Email is a major problem for most people, given the amount of attention the topic gets from blog posts, advice columns, and even entire books. Laura Shin at Forbes.com has some sound advice in her article “‘Don’t Check Email First Thing’ Is Unrealistic For You? Try This Instead”
So the impulse to say, “Don’t check your email in the morning” is a good one, even if it may not feel realistic. Decision-making is an energy-hungry task. Our tanks are full in the morning, so that energy should be reserved for something important. Since email is usually the means by which other people get you to pay attention to the tasks important to them, it’s understandable that some experts would caution you against using the time of day when you have the most brain power to get them ahead on their goals instead of moving forward on your own.

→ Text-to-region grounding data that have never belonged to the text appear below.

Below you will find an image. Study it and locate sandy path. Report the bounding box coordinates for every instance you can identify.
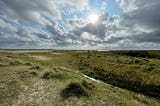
[12,81,50,106]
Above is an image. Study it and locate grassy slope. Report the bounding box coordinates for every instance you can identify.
[0,51,160,106]
[74,51,160,99]
[17,51,160,98]
[19,51,160,98]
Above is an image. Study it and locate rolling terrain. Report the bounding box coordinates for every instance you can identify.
[0,50,160,106]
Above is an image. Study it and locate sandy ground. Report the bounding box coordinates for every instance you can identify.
[30,55,51,60]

She has some great alternatives in the article posted here: Link
So why all the concern about email? You can really boil it down to two essentials:
- Email can be a black-hole where important tasks simply disappear.
- Your inbox can be a black hole for time making your work-day about completing other people priorities rather than your own.

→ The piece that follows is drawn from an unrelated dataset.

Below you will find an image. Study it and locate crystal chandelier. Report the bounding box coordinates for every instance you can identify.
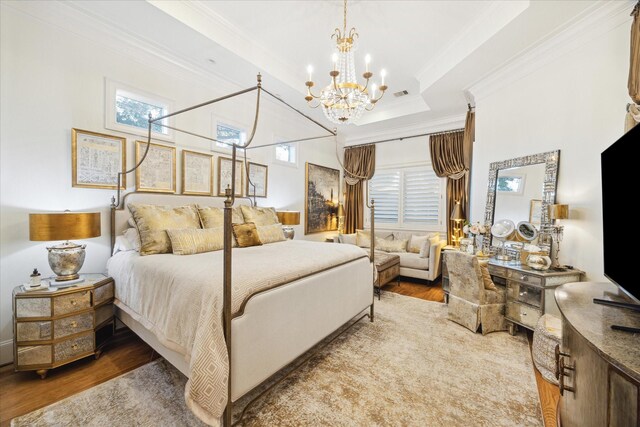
[304,0,387,125]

But isn’t there a bigger problem here? If you take a step back, the issue isn’t about email; it’s about creating space for the two things that pull us apart at work. There is the tasks that need to be done because they are tactically important and there are the tasks that need to get down because they are strategically important. Both tasks are going to pop up in an email but the tactics are likely to get addressed right away (Fill Out Expense Report ASAP!) while the strategy is going to fall by the wayside (Hey, here are the 10 ideas from our brainstorming session on improving the expense reports. Should we follow up?).
Delineating between Tasks and Strategy is essential to managing email and, really, your career. It’s important to figure out what you’re being paid to do. Jobs run the spectrum between tactics and strategy, but none sit entirely in one camp. A good rule of thumb? If you’re job is heavy on the tactic side, check your email in the morning and prioritize answering them with other tasks on your plate. If you’re job is about strategy, leave email along but keep track of tasks that need to be worked on so they don’t fall by the wayside entirely.
The big takeaway? Let your balance of task and strategy dictate your career and not email.